Office: | Member of the National Assembly |
Termstart: | 2 November 2010 |
Party: | African National Congress |
Citizenship: | South Africa |
Termend: | 6 May 2014 |
Office1: | Member of the North West Executive Council for Sports, Arts and Culture |
Termstart1: | 8 May 2009 |
Premier1: | Maureen Modiselle |
Termend1: | 16 August 2010 |
Successor1: | Hlomane Chauke |
Predecessor1: | Ndleleni Duma |
Otherparty: | South African Communist Party |
Sizeni Grace Pampiri-Bothman is a South African politician who represented the African National Congress (ANC) in the National Assembly from November 2010 to May 2014. She has been a member of the Central Committee of the South African Communist Party (SACP) since 2012.
Before joining the National Assembly, Bothman served in the North West Provincial Legislature, where she was the North West's Member of the Executive Council (MEC) for Sports, Arts and Culture from May 2009 to August 2010. Her dismissal from the Executive Council, effected by Premier Maureen Modiselle, was highly unpopular with both the SACP and the Congress of South African Trade Unions and therefore severely undermined the ANC's relations with its Tripartite Alliance partners in the North West.
Pampiri-Bothman was formerly a prominent activist in the South African Commercial, Catering and Allied Workers Union, an affiliate of the ANC-aligned Congress of South African Trade Unions (COSATU),[1] and she later served as a local councillor in Klerksdorp in the North West.[2] She was also a prominent member of the South African Communist Party (SACP) in the North West.
Pursuant to the 2009 general election, Pampiri-Bothman was elected to represent the ANC in the North West Provincial Legislature, and on 8 May 2009, North West Premier Maureen Modiselle announced that she would join the North West Executive Council as a Member of the Executive Council (MEC) for Sports, Arts and Culture.[3] Her appointment was viewed as reflective of an intentional strategy to strengthen the Tripartite Alliance by including representatives of the SACP in the provincial executive.
On 16 August 2010, Modiselle abruptly announced that she had fired Pampiri-Bothman from the Executive Council with immediate effect, "for defiance and showing disrespect and disdain to the highest office in the province [<nowiki/>[[Premier of North West|the office of the Premier]]]".[4] Modiselle said that Pampiri-Bothman's had demonstrated behaviour which could be "very detrimental and catastrophic" to service delivery and said that she was ordering an external audit to investigate allegations that Pampiri-Bothman's department had misused public funds and awarded tenders irregularly.[5] The press statement noted that Pampiri-Bothman was the second North West MEC to be fired outright since the end of apartheid in 1994 (the other was Mmamokwena Gaoretelelwe). Finance MEC Louisa Mabe was appointed to fill her portfolio in an acting capacity.

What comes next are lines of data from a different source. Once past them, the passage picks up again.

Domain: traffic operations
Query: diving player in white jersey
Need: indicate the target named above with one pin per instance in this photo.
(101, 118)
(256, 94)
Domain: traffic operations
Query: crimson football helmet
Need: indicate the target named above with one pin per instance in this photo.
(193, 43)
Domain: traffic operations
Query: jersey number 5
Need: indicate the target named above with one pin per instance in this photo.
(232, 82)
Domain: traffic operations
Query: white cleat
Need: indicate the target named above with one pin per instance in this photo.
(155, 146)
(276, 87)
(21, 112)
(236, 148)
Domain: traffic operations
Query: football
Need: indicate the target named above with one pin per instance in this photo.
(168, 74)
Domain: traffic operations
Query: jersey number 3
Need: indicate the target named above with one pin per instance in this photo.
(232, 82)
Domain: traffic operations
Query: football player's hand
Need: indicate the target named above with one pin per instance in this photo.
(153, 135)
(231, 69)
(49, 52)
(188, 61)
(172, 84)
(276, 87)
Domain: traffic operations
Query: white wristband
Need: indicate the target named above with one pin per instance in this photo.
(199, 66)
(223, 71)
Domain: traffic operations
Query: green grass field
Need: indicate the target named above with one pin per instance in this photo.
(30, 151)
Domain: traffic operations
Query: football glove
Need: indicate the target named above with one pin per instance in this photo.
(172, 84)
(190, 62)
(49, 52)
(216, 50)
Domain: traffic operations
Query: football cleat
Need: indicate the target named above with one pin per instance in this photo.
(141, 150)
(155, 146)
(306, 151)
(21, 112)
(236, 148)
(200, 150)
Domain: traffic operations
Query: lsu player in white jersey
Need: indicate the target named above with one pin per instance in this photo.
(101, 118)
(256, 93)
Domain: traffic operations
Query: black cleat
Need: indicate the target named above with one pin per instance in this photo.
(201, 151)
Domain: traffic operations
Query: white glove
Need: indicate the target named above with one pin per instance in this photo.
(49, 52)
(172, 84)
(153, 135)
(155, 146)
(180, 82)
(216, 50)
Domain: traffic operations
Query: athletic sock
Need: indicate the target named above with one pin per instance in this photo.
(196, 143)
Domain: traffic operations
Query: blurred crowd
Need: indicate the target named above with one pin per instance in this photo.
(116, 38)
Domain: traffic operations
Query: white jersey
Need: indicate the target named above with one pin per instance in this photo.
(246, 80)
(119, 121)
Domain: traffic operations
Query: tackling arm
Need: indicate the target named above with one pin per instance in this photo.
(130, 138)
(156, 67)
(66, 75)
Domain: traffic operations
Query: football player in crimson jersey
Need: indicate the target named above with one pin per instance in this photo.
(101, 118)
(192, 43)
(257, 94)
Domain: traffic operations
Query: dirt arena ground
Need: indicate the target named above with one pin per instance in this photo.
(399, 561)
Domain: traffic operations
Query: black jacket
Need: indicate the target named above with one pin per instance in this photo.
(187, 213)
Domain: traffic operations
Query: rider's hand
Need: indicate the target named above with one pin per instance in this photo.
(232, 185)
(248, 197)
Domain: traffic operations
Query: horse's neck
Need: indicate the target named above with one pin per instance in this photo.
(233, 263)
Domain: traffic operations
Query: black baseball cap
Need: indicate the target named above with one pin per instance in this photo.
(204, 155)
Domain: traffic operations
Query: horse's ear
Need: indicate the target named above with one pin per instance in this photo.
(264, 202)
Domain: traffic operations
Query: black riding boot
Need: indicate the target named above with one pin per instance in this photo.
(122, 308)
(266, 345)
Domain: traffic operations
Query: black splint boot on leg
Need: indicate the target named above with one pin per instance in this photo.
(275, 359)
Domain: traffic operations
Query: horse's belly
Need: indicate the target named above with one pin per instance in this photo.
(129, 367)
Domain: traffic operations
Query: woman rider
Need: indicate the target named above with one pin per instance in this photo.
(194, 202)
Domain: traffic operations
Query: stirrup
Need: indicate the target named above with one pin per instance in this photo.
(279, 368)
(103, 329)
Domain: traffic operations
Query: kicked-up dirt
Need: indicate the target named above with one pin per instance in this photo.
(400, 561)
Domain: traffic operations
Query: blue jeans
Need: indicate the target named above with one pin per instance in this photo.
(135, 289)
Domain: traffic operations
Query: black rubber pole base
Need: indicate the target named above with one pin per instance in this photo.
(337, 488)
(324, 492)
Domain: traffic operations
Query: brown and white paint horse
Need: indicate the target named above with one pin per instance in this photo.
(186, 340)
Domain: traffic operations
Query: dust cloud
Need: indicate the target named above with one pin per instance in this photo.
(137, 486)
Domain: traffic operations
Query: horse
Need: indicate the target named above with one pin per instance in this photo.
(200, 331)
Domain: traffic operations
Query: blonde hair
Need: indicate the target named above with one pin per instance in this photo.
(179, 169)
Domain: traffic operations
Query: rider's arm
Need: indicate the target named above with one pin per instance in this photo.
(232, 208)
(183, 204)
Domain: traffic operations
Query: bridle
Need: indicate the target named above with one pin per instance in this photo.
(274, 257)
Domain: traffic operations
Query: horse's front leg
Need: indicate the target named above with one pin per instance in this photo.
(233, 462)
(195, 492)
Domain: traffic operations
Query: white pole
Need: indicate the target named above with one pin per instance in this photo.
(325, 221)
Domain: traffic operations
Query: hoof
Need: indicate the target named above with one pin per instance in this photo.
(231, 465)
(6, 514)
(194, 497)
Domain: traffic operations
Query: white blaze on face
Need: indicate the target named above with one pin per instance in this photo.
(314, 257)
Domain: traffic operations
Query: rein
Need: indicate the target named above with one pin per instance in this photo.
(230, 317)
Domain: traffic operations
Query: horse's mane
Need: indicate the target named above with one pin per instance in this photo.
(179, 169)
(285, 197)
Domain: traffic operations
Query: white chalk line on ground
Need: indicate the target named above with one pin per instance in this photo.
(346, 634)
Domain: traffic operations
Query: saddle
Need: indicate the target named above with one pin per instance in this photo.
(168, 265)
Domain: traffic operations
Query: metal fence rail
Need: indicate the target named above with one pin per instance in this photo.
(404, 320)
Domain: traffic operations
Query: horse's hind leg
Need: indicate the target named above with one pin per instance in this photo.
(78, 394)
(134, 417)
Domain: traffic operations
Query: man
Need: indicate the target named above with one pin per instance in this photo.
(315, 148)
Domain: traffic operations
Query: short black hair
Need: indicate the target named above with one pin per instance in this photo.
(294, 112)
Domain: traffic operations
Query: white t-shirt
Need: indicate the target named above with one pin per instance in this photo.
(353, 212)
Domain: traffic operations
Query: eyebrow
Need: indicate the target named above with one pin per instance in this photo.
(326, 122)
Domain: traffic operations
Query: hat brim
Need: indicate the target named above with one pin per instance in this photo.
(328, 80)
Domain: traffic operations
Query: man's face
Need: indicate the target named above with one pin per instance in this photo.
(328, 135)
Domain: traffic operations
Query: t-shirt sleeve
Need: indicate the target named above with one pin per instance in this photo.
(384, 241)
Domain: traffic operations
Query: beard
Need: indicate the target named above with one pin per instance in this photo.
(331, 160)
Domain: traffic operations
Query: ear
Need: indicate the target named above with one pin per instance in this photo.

Modiselle's office continued to imply that Pampiri-Bothman's dismissal was related to corruption or other serious misconduct,[6] while Pampiri-Bothman's supporters claimed that she was fired because she had been intending to order her own investigation into allegations of improper tender awards in the provincial government. The provincial COSATU leadership, for example, claimed that Pampiri-Bothman had sought to investigate alleged corruption during the 2010 FIFA World Cup. COSATU claimed that Pampiri-Bothman had been removed on factional grounds and that it had been insufficiently consulted on the decision beforehand.
Likewise, though the opposition Democratic Alliance welcomed Pampiri-Bothman's dismissal, it severely increased tensions between the provincial ANC and the provincial SACP. The provincial SACP leadership viewed Pampiri-Bothman's removal as connected to a broader project of purging SACP members (notably national politician Gwede Mantashe) from leadership positions ahead of the ANC's 52nd National Conference, scheduled for December 2012.
After she was dismissed from the Executive Council, Pampiri-Bothman resigned from the North West Provincial Legislature, and on 2 November 2010 she was sworn into an ANC seat in the National Assembly, the lower house of the South African Parliament, where she filled a casual vacancy.[7] She completed the legislative term in the seat but did not stand for re-election in 2014. However, during the legislative term, in 2012, Pampiri-Bothman was elected for the first time to the Central Committee of the SACP,[8] and, even after retreating from frontline legislative politics, she remained a member of the committee, gaining re-election in 2017 and 2022.[9]